В день, когда тебе сделали двойную мастэктомию, ты, конечно, не сможешь сама уехать домой на машине — ты будешь загибаться от боли, не сможешь работать руками, из туловища будут свисать четыре дренажных пакетика, после анестезии ты будешь сама не своя и едва сможешь идти. Дома ты, по идее, тоже не должна оставаться одна. Но как только тебя силком выпишут из хирургического отделения, никто и не подумает поинтересоваться, кто будет о тебе заботиться и будет ли вообще. Никому не интересно, на какие жертвы придется пойти этим сиделкам и нужна ли им самим какая-то помощь. Неудивительно, что одинокие женщины, больные раком груди — даже с учетом расы, возраста и уровня дохода — умирают от него вдвое чаще, чем замужние. Процент смертности выше среди бедных и одиноких.
Всем кажется естественным, что раз тебе не удалось завести принятые в этом мире романтические отношения, или ты не успела прожить достаточно долго, чтобы обзавестись преданными взрослыми детьми, или, наоборот, вышла из возраста, когда за тобой еще ухаживают родители, то ты со своей агрессивной формой рака в агрессивной рыночной среде редко считаешься достаточно ценной, чтобы жить.

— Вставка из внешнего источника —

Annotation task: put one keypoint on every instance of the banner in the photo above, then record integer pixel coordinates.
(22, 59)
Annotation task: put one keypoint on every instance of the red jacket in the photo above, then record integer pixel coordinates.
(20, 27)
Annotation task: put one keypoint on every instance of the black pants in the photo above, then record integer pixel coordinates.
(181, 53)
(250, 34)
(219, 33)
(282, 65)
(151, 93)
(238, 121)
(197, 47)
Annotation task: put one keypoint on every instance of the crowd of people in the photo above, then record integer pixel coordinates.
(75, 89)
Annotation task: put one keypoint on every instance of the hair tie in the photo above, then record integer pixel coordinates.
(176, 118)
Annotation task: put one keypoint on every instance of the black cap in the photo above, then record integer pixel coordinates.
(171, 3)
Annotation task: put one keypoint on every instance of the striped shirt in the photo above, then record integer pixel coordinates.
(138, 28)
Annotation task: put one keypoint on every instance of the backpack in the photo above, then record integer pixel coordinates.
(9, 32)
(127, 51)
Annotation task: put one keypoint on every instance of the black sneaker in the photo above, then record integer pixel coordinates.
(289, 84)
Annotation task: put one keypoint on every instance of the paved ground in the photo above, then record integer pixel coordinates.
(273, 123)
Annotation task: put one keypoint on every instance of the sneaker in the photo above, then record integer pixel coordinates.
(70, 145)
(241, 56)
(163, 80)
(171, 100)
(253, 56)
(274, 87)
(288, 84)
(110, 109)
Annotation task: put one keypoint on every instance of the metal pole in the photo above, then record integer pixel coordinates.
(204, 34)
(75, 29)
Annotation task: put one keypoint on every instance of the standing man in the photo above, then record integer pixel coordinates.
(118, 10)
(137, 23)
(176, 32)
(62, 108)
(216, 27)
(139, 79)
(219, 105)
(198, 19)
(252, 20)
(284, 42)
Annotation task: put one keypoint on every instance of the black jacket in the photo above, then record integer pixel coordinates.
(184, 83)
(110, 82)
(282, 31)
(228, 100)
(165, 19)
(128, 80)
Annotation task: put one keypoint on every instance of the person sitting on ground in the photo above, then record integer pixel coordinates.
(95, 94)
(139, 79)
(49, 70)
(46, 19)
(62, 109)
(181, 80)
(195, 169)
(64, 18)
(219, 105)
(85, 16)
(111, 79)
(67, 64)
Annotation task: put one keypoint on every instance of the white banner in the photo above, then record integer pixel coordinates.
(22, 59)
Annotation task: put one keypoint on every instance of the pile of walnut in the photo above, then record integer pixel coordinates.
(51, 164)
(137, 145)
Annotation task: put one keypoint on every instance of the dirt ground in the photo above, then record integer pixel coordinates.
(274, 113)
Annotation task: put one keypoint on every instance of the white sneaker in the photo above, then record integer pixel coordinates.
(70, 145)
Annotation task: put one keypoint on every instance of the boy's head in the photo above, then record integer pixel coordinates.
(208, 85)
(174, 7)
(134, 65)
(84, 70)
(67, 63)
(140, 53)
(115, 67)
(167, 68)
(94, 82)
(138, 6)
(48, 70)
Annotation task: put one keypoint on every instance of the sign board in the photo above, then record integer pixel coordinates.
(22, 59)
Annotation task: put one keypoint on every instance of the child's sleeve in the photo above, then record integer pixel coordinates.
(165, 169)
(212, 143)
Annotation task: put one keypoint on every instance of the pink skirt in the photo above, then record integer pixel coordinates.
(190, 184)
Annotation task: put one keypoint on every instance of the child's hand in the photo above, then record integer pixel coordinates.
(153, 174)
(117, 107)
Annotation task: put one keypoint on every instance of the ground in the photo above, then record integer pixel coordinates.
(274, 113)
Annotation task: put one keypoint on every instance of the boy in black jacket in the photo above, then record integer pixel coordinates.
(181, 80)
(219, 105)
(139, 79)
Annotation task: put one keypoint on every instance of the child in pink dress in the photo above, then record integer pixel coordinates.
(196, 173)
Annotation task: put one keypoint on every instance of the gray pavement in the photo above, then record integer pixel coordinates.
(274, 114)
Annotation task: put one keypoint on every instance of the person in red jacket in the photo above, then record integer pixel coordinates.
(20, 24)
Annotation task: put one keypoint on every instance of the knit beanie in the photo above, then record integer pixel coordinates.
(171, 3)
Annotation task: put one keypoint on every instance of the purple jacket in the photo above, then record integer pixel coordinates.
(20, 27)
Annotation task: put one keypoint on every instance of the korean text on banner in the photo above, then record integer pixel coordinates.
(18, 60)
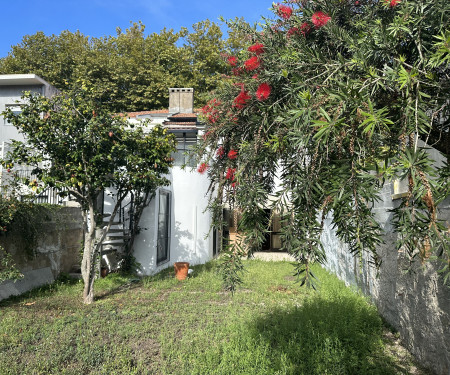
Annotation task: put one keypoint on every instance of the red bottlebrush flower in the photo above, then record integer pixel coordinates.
(241, 100)
(256, 48)
(284, 11)
(232, 154)
(232, 60)
(202, 168)
(305, 28)
(252, 63)
(230, 174)
(263, 91)
(320, 19)
(237, 71)
(206, 135)
(392, 3)
(220, 152)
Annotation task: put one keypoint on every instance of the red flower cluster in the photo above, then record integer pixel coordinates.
(232, 154)
(232, 60)
(252, 63)
(284, 11)
(320, 19)
(230, 174)
(220, 152)
(393, 3)
(241, 100)
(206, 135)
(263, 91)
(292, 31)
(210, 112)
(305, 28)
(202, 168)
(256, 48)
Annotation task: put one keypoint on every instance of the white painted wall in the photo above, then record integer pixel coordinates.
(190, 224)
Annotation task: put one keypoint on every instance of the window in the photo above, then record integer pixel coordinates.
(163, 240)
(184, 144)
(15, 108)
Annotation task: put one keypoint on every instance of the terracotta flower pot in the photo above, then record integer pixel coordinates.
(181, 270)
(104, 272)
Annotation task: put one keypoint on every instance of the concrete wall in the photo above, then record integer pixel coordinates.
(58, 250)
(417, 304)
(9, 95)
(189, 224)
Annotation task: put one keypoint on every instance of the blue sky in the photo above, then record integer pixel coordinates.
(101, 17)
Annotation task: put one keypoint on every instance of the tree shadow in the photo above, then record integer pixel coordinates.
(325, 336)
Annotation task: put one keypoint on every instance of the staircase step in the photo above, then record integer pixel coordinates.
(120, 237)
(109, 250)
(115, 230)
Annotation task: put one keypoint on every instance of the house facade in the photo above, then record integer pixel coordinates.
(175, 226)
(12, 87)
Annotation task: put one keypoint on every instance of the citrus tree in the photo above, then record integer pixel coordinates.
(77, 145)
(331, 99)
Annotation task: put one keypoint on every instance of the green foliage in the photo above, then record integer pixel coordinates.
(129, 71)
(76, 145)
(325, 106)
(8, 268)
(25, 218)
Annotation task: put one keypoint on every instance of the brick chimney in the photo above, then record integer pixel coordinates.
(181, 100)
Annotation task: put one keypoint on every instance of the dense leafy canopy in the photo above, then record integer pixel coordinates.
(332, 99)
(130, 71)
(75, 143)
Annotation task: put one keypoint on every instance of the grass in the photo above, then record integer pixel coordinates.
(162, 326)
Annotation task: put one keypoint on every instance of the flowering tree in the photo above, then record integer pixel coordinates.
(79, 146)
(332, 98)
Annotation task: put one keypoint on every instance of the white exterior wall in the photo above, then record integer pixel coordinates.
(189, 224)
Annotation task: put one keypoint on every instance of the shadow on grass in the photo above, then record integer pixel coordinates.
(338, 336)
(62, 281)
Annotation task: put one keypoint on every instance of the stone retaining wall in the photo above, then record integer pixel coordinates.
(417, 304)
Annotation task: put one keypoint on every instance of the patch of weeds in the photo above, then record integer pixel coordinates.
(163, 326)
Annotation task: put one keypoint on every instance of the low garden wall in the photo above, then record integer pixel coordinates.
(415, 303)
(55, 249)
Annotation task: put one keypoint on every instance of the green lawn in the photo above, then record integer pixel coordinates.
(162, 326)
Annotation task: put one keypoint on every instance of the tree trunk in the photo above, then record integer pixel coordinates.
(88, 262)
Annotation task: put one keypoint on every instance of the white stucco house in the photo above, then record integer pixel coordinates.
(175, 225)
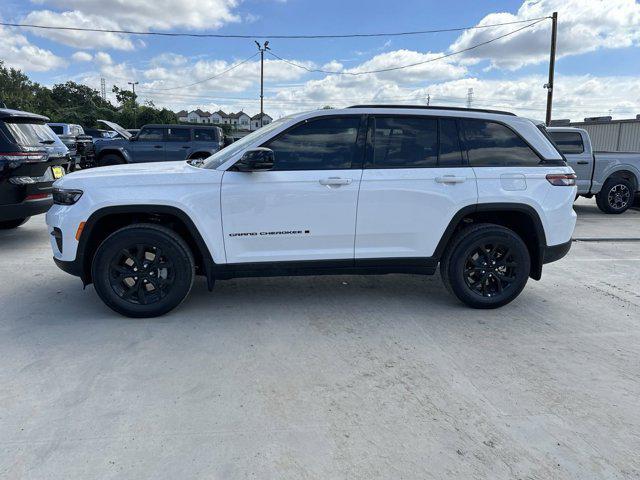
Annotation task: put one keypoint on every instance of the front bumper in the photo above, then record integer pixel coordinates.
(555, 252)
(25, 209)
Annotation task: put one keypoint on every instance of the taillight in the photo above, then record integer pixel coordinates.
(28, 157)
(562, 179)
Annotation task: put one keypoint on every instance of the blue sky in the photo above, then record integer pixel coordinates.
(597, 70)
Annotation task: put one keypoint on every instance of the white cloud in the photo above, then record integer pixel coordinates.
(82, 57)
(583, 26)
(103, 58)
(140, 15)
(16, 51)
(79, 39)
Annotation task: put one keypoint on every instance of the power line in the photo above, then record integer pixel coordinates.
(457, 52)
(307, 37)
(232, 67)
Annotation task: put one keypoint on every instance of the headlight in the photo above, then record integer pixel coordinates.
(62, 196)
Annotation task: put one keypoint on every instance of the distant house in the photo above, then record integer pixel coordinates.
(239, 120)
(255, 121)
(183, 116)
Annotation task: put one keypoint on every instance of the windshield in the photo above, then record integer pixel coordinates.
(31, 134)
(220, 157)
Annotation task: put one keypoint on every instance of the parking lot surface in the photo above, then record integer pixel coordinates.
(326, 377)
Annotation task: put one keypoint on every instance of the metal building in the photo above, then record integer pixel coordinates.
(609, 135)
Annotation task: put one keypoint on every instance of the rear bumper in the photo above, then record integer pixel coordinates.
(24, 209)
(555, 252)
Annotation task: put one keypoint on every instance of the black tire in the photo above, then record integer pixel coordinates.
(9, 224)
(616, 196)
(111, 159)
(488, 280)
(134, 280)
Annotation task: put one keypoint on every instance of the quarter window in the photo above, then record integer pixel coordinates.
(150, 134)
(323, 144)
(491, 144)
(204, 135)
(178, 135)
(450, 153)
(568, 142)
(404, 142)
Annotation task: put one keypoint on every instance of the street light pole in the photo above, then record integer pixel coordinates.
(552, 65)
(135, 108)
(262, 48)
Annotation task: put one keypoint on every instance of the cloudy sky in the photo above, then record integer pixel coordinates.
(597, 72)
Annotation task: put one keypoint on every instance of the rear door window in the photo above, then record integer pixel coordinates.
(404, 142)
(568, 142)
(178, 135)
(151, 134)
(491, 144)
(319, 144)
(30, 134)
(204, 135)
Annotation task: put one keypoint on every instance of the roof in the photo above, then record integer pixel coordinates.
(8, 113)
(434, 107)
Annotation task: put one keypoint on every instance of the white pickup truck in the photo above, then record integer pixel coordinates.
(613, 177)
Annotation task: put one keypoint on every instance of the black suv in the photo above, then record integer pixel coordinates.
(31, 158)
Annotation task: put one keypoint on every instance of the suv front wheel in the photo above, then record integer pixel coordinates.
(143, 270)
(486, 266)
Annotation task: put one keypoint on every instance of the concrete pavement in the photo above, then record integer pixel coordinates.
(325, 377)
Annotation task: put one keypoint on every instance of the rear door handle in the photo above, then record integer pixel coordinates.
(334, 181)
(451, 179)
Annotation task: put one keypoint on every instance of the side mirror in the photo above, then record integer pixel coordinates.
(259, 159)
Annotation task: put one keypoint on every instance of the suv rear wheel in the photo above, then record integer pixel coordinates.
(143, 270)
(616, 195)
(486, 266)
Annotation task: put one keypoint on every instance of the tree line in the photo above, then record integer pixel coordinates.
(73, 102)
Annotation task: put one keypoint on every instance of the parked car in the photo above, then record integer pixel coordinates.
(158, 143)
(32, 158)
(79, 144)
(366, 189)
(612, 177)
(96, 133)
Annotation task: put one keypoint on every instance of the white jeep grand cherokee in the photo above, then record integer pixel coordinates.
(363, 190)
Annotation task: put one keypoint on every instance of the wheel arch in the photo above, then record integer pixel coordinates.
(521, 218)
(107, 220)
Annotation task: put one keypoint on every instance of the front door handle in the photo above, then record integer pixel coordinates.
(451, 179)
(331, 181)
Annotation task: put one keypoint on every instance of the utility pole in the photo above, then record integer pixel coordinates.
(135, 107)
(552, 65)
(262, 49)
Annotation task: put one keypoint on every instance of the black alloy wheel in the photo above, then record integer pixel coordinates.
(141, 274)
(143, 270)
(486, 265)
(616, 196)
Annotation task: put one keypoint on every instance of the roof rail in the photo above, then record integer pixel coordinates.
(435, 107)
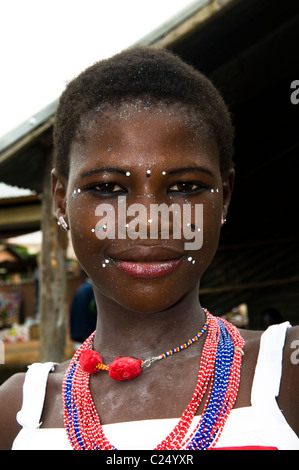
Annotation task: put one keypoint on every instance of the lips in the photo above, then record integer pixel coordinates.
(148, 262)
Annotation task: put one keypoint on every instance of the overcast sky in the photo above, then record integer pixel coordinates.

Я всегда хотела написать самую красивую книгу против красоты. Я бы назвала ее «Циклофосфамид, доксорубицин, паклитаксел, доцетаксел, карбоплатин, стероиды, противовоспалительные препараты, нейролептики против тошноты, успокоительные против тошноты, лекарства от тошноты, антидепрессанты, седативные, капельницы с физраствором, средства от изжоги, глазные капли, ушные капли, обезболивающие кремы, спиртовые салфетки, аниткоагулянты, антигистамины, антибиотики, противогрибковые, антибактериальные средства, снотворные, D3, B12, B6, каннабис в косяках, в виде масла, в съедобной форме, гидрокодон, оксикодон, фентанил, морфин, карандаши для бровей, кремы для лица».
Потом хирург пригласила меня, чтобы сообщить, что, насколько ей известно, лекарства сделали свое дело, и рака у меня больше нет. Двойная мастэктомия, выполненная после шестимесячного курса химиотерапии, вызвала «полный патоморфологический регресс» — результат, на который я надеялась, тот самый, что давал мне самые большие шансы на то, что, когда я умру, это случится по другой причине.
От этих новостей я, словно младенец, рождаюсь заново, попадая в тело, сотканное из огромного долга любви и ярости, и, если я возьму реванш над тем, что со мной случилось, и проживу еще 41 год, мне этого все равно будет мало.